Spaghetti alla Puttanesca


  • Spaghetti
  • Olive oil
  • An onion
  • Garlic
  • Capers 
  • Olives (pitted)
  • Jarred anchovies in oil
  • Cheese if you want it


    1. Rinse the capers to get the excess salt off of them.
    2. Chop up an onion, chop up the capers and chop up the olives (us as much or little as you want that's what cookings all about)
    3. Boil some water, once it's boiling make it salty like the sea and add the spaghetti.  I usually cook it for exactly what it says on the bag for al dente.

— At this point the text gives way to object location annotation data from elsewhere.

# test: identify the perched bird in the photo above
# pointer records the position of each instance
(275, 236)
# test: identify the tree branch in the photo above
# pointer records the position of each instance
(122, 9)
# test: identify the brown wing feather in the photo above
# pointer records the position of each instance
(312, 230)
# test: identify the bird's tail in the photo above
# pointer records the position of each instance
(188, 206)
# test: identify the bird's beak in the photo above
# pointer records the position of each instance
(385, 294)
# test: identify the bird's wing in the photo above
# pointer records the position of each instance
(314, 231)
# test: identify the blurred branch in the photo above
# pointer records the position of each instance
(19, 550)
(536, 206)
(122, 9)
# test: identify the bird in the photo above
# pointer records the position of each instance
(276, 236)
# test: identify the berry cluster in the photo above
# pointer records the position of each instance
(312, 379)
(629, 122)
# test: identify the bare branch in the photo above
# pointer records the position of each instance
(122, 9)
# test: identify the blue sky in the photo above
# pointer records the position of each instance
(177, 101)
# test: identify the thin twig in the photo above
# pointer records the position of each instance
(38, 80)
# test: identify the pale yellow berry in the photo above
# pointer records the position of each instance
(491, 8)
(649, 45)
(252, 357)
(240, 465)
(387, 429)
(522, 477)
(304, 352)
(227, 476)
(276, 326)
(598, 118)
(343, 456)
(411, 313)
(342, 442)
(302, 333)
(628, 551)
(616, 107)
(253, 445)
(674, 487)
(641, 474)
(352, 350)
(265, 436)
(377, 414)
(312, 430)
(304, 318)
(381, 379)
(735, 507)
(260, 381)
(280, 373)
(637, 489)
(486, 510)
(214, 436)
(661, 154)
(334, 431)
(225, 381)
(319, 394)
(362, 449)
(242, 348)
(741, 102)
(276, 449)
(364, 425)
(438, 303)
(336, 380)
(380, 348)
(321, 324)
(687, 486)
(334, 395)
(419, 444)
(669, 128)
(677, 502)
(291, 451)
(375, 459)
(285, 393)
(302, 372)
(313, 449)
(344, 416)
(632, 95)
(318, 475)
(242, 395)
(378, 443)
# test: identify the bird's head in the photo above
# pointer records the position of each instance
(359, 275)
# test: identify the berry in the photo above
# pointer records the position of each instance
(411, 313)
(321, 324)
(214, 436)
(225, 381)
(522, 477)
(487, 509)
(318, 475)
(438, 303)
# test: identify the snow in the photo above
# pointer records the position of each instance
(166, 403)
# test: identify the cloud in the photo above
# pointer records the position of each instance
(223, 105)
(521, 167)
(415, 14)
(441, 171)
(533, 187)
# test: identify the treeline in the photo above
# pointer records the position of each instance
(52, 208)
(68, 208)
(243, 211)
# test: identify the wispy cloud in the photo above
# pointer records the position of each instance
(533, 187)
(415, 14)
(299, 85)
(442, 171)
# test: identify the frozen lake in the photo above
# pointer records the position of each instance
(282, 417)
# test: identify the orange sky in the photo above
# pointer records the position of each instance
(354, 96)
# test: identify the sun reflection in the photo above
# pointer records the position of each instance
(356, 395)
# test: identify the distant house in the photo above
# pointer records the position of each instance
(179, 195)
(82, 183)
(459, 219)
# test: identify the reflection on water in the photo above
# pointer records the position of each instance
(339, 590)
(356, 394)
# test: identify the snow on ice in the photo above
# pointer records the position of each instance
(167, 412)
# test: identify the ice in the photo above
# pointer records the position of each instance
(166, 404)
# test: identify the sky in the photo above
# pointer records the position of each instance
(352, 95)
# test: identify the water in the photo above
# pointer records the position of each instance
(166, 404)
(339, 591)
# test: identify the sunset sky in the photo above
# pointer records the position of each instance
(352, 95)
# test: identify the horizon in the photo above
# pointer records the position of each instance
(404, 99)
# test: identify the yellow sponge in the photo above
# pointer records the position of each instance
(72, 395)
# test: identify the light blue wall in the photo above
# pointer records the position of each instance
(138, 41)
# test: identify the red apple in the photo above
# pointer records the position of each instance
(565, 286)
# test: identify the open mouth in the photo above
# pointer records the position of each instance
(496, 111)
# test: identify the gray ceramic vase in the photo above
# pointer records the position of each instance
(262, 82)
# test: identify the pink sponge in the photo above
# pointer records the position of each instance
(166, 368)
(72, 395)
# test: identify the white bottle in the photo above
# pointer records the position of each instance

In this case though I cook it 2 minutes less than the bag says and finish the last 2 minutes in the sauce. 
    4. In a medium-hot pan add the anchovies, I usually use a 50g jar.  They will liquify completely and just become part of the sauce.
    5. Add some olive oil a couple whole peeled garlic cloves, and the onion, saute until the onions are translucent.
    6. Add the chopped olives and capers, fry it all for a while to blend the flavors.
    7. Add a can of tomatoes, we use whole peeled but can use chopped or stewed too.
    8. Let it all cook up together while the pasta boils.
    9. When the pasta is finished add 2 ladlefuls of the pasta water before dumping it. 
    10. Remove the garlic.
    11. Add the pasta to the pan with the sauce and let it boil up together for the last 2 minutes.
    12. Eat.

Notes:  This is one of my favorite, easy, quick pantry pastas.  I always have all these ingredients on hand.  Its a household go to for us after a busy day.